# Negative Issues with Paradise Pool at HHV



## bastroum (Jun 16, 2012)

Today I experienced an issue at the Timeshare pool at HHV. My family and I had 3 chairs by the pool. We left for about 30 minutes for lunch and when we returned we saw that someone had moved our towel and magazine off the chair in the middle and placed it on one of the other 2. I asked the man (who moved his family of 3 onto that one chair) why he moved our towel and he became belligerent. Not wanting an argument I requested security and that's when the fun began. Here's the rule, no reserved chairs. Anyone can move your towels and sit anywhere. Unless a crime is committed (theft or assault) you can sit anywhere. I will never complain again at the Maui Ocean Club or the Westin Kaanapali Villas about their pool chair rules, which seem civil compared to Hilton. Hilton just opened their timeshare pool at HHV a couple of years ago so maybe their management needs a little more experience. They should post rules about the use of chairs and abide by them. Leaving it up to the guests to police themselves only works with reasonable people.


----------



## ricoba (Jun 16, 2012)

Sorry, but I for one agree with the no saving chair rule.   

Leaving a towel says nothing to me.  Sometimes people simply leave towels because they don't want to put the towel in the basket by the gate.  How am I supposed to know how long they will be gone, 10 minutes or 2 hours?  

No saving of chairs seems like a reasonable rule considering how busy they pool at HHV can be. 

Just my two cents, which really isn't probably even worth two cents!


----------



## feed the otter (Jun 16, 2012)

ricoba said:


> Sorry, but I for one agree with the no saving chair rule.



I gotta say I'm with ricoba on this one.  I've watched chairs @ HHV occupied with towels/books for hours at a time with no one touching them, while other guests have come and gone with no place to sit.  Although leaving for 1/2 hour to get lunch is not to this level, its the genesis of the next level of abuse with chairs saved for the day whether anyone comes back or not.

If you want a chair, either sit in it, have someone in the chair next to you who can speak to your occupying it, or don't be so far that you can't see someone else wondering if you're coming back.  Locking up a chair for the day while coming and going is the far greater problem (just my $0.02 to add to the penny jar).


----------



## dougp26364 (Jun 16, 2012)

On the one hand, I agree that if you leave the pool area to go get lunch, it's open season on your saved chairs. 

On the other hand, if you're in the pool I don't think anyone should be allowed to move your stuff.

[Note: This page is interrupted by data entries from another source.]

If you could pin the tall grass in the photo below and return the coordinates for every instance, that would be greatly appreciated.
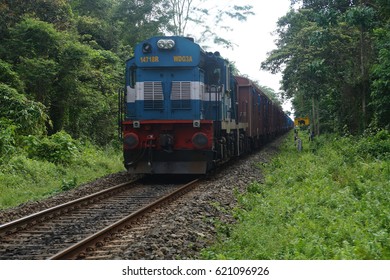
(330, 201)
(49, 166)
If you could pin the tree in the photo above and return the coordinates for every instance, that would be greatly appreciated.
(325, 51)
(185, 13)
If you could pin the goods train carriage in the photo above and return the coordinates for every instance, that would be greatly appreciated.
(185, 112)
(179, 116)
(256, 109)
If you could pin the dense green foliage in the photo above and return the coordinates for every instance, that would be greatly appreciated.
(330, 201)
(41, 167)
(334, 56)
(61, 65)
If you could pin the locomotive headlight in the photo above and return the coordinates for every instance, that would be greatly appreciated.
(131, 140)
(166, 44)
(200, 140)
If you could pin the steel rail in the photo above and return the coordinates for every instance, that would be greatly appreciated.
(99, 238)
(13, 226)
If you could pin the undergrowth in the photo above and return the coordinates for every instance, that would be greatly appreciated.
(330, 201)
(40, 167)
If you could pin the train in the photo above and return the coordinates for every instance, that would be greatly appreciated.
(185, 112)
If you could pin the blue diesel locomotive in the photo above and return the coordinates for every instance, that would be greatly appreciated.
(183, 112)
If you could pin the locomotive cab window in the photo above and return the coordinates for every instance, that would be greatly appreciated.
(132, 76)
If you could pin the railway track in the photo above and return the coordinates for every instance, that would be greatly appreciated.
(69, 230)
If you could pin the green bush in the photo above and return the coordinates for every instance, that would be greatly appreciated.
(329, 202)
(7, 139)
(58, 148)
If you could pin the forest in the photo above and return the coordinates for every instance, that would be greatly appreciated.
(61, 66)
(335, 60)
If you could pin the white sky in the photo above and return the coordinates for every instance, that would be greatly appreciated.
(254, 39)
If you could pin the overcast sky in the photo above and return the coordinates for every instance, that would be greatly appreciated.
(254, 40)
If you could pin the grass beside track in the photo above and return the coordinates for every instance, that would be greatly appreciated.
(330, 201)
(25, 179)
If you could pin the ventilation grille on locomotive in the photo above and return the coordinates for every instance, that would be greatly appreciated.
(181, 95)
(153, 96)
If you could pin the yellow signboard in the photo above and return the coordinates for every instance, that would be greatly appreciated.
(302, 121)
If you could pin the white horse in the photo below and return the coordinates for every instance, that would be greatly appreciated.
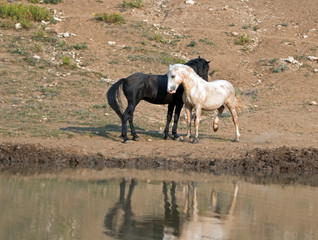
(203, 95)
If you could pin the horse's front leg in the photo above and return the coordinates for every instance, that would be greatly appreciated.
(188, 113)
(169, 117)
(196, 124)
(176, 119)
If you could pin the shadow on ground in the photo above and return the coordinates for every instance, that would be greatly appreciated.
(110, 131)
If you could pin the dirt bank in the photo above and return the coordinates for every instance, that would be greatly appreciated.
(283, 159)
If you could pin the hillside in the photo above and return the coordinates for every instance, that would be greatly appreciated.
(54, 76)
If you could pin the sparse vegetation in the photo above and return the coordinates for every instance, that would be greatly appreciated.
(79, 46)
(281, 68)
(114, 18)
(133, 4)
(205, 40)
(193, 43)
(242, 39)
(157, 38)
(46, 1)
(23, 14)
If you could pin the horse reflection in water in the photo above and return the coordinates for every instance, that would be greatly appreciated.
(194, 226)
(122, 206)
(121, 223)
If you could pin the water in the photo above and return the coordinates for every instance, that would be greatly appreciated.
(132, 204)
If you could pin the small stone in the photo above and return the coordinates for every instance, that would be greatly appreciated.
(189, 2)
(18, 26)
(36, 57)
(313, 59)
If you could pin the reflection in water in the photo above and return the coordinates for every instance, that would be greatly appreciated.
(215, 207)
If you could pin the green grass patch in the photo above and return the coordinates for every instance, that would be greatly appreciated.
(114, 18)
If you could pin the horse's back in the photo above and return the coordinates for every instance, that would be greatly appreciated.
(148, 87)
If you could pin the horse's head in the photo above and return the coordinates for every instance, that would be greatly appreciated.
(200, 66)
(175, 77)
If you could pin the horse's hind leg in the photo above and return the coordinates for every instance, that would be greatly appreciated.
(217, 118)
(169, 117)
(196, 124)
(234, 118)
(128, 115)
(132, 127)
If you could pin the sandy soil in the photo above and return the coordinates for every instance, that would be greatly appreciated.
(280, 130)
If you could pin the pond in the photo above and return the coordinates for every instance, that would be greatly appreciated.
(149, 204)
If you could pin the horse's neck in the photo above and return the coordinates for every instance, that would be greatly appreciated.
(191, 83)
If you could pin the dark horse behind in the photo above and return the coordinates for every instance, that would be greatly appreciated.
(153, 89)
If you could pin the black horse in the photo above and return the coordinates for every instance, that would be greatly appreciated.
(153, 89)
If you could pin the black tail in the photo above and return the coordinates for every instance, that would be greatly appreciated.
(113, 97)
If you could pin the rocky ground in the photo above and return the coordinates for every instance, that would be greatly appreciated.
(54, 78)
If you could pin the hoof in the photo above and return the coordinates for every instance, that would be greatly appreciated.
(195, 141)
(167, 136)
(136, 138)
(180, 139)
(176, 136)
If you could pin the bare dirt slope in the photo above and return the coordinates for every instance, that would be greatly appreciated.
(246, 41)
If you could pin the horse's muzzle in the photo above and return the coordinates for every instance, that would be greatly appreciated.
(172, 89)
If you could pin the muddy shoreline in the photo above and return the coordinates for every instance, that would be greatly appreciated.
(278, 160)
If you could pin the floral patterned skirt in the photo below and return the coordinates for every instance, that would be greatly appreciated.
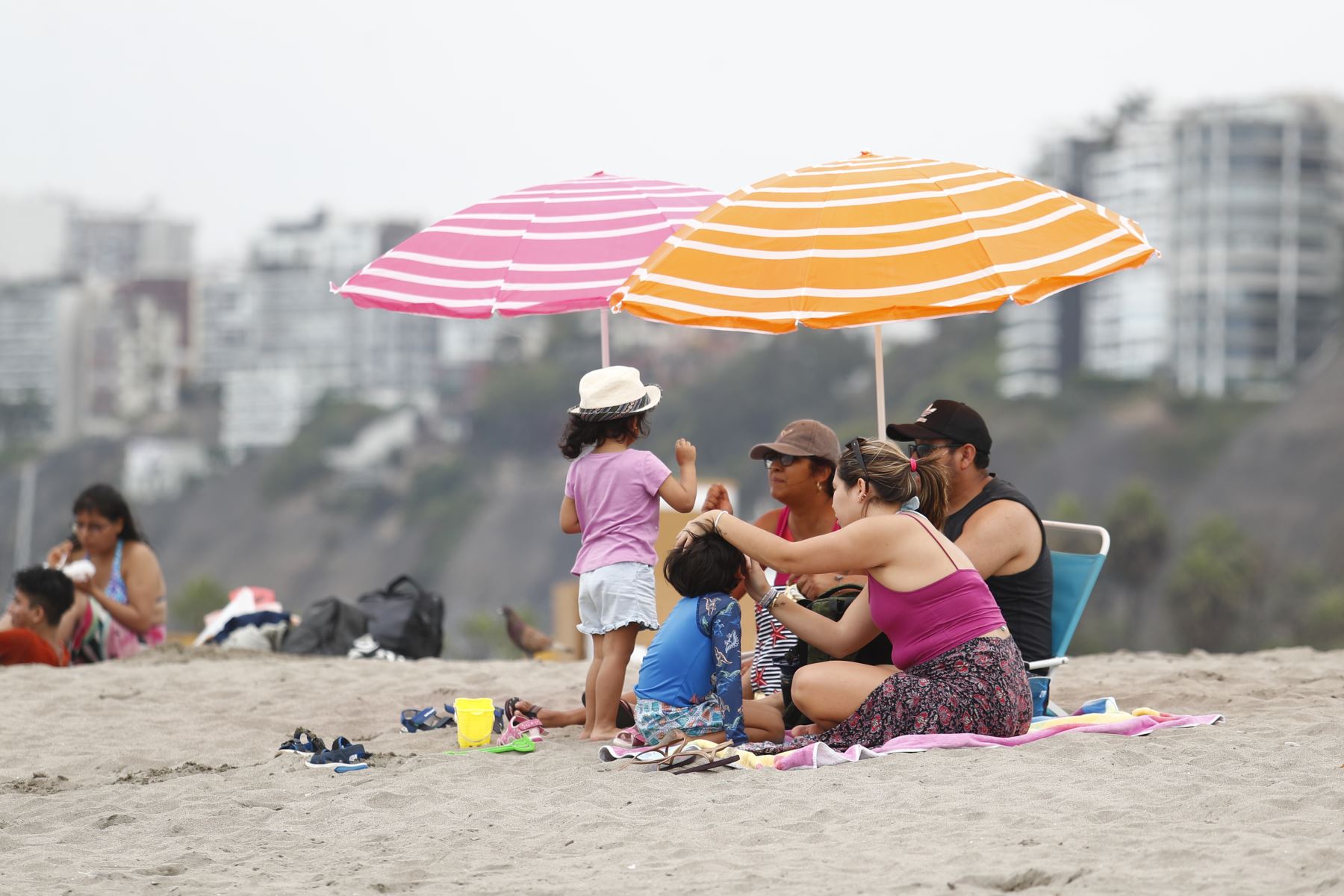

I'm not sure I feel comfortable swimming in their pools if I have to constantly watch my stuff to make sure someone doesn't move it.


----------



## Remy (Jun 17, 2012)

ricoba said:


> Sorry, but I for one agree with the no saving chair rule.
> 
> Leaving a towel says nothing to me.  Sometimes people simply leave towels because they don't want to put the towel in the basket by the gate.  How am I supposed to know how long they will be gone, 10 minutes or 2 hours?
> 
> ...



I concur. Sounds reasonable to expect that a chair left for any period of time is open for use by other guests. Ever been on a cruise ship? Leave your stuff on an empty chair and it can be retrieved at guest services. I don't recall being anywhere where reservation of empty chairs is encouraged. It isn't a campsite. Evidently the Westin operates that way.


----------



## ricoba (Jun 17, 2012)

dougp26364 said:


> On the one hand, I agree that if you leave the pool area to go get lunch, it's open season on your saved chairs.
> 
> On the other hand, if you're in the pool I don't think anyone should be allowed to move your stuff. I'm not sure I feel comfortable swimming in their pools if I have to constantly watch my stuff to make sure someone doesn't move it.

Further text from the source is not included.